Rebel County protest to draw attention to biodiversity decline
April 18th, 2019
Extinction Rebellion campaigners in Cork have vowed to demonstrate the urgency of climate action through a symbolic “die-in” in the city on Saturday.
Cork activists say that they want to convey the possibility of a lifeless future for our planet in the absence of meaningful climate action. The protest is set to begin at 12pm on North Main Street in the city centre.
A similar protest is slated to take place in Dublin on Friday to disrupt the “business as usual” routine of the city as part of the Week of International Rebellion taking place in over 40 countries.
Calling on the public to join the protest in Cork, environmental campaigner Wren Alice Ind told The Green News that the rebellion will be a “funeral type enactment”.
“If you join on Saturday you will be making a mark, a statement that could help change minds, even if we are just a small drop in a huge ocean,” she said.

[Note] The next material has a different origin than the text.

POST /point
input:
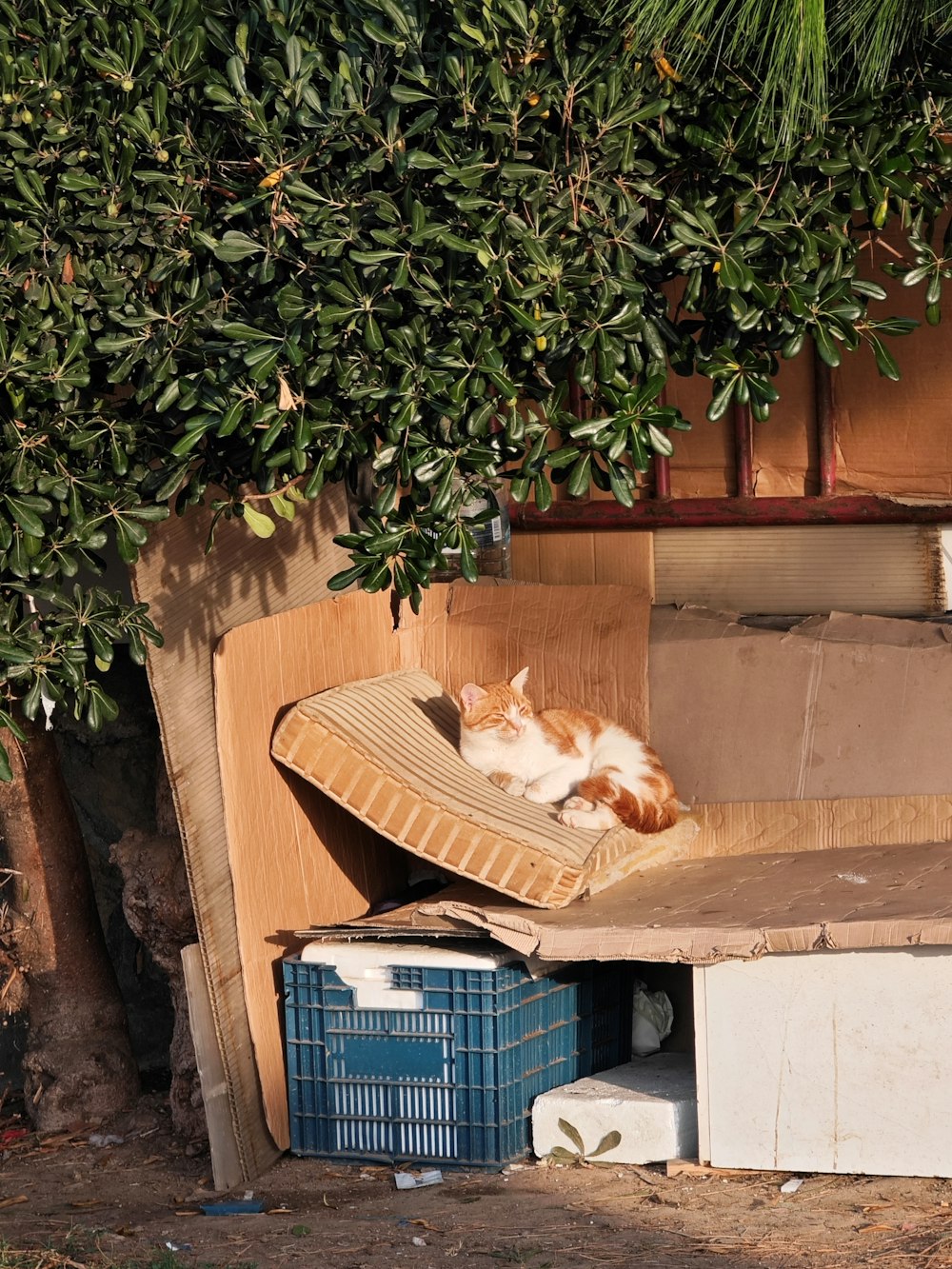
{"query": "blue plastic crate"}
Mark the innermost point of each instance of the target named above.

“If we all, across the world, continue and don’t back down, eventually there will be a wave,” Ms Ind continued.
Ms Ind said that history has proved that peaceful demonstrations and acts of rebellions are effective vehicles for change.
For our species future
“It has been proven through centuries of peaceful protests that people have succeeded. It is not all for nothing. It is a huge help, to change the minds of the power at the top,” she said.
“This is not a positive future for our Planet as it stands at the moment. She needs your help. It’s not just the Planet. It’s our species future.”
The Extinction Rebellion is a civil disobedience environmental movement whose focal aim is to draw the public and Government’s attention to climate change and biodiversity decline.
Members of the environmental movement in London, for example, blocked access to several London landmarks, vandalising oil company Shell’s headquarters on Monday.
Some English activists glued themselves to windows of the Shell headquarters near Waterloo Bridge while a number of protestors smashed glass revolving doors and marked its building with graffiti.
Two weeks ago, Extinction Rebellion protesters made waves in the media when members stripped to their undergarments in the public gallery of the British Parliament, disrupting a Brexit debate.
Biodiversity Decline
Biodiversity is declining in every region of the world, impacting nature’s capacity to provide food, water, and safety to people, according to a recent analysis from the Intergovernmental Science-Policy Platform on Biodiversity and Ecosystem Services (IPBES).
The study released last March is the result of three years of work carried out by more than 550 experts from over 100 countries.
The study found that 66 per cent of European habitats now have “unfavourable conservation status” and may become worse under a “business as usual scenario”.
One in every four of the 3,000 species that have undergone a red-list conservation assessment is threatened with extinction in Ireland.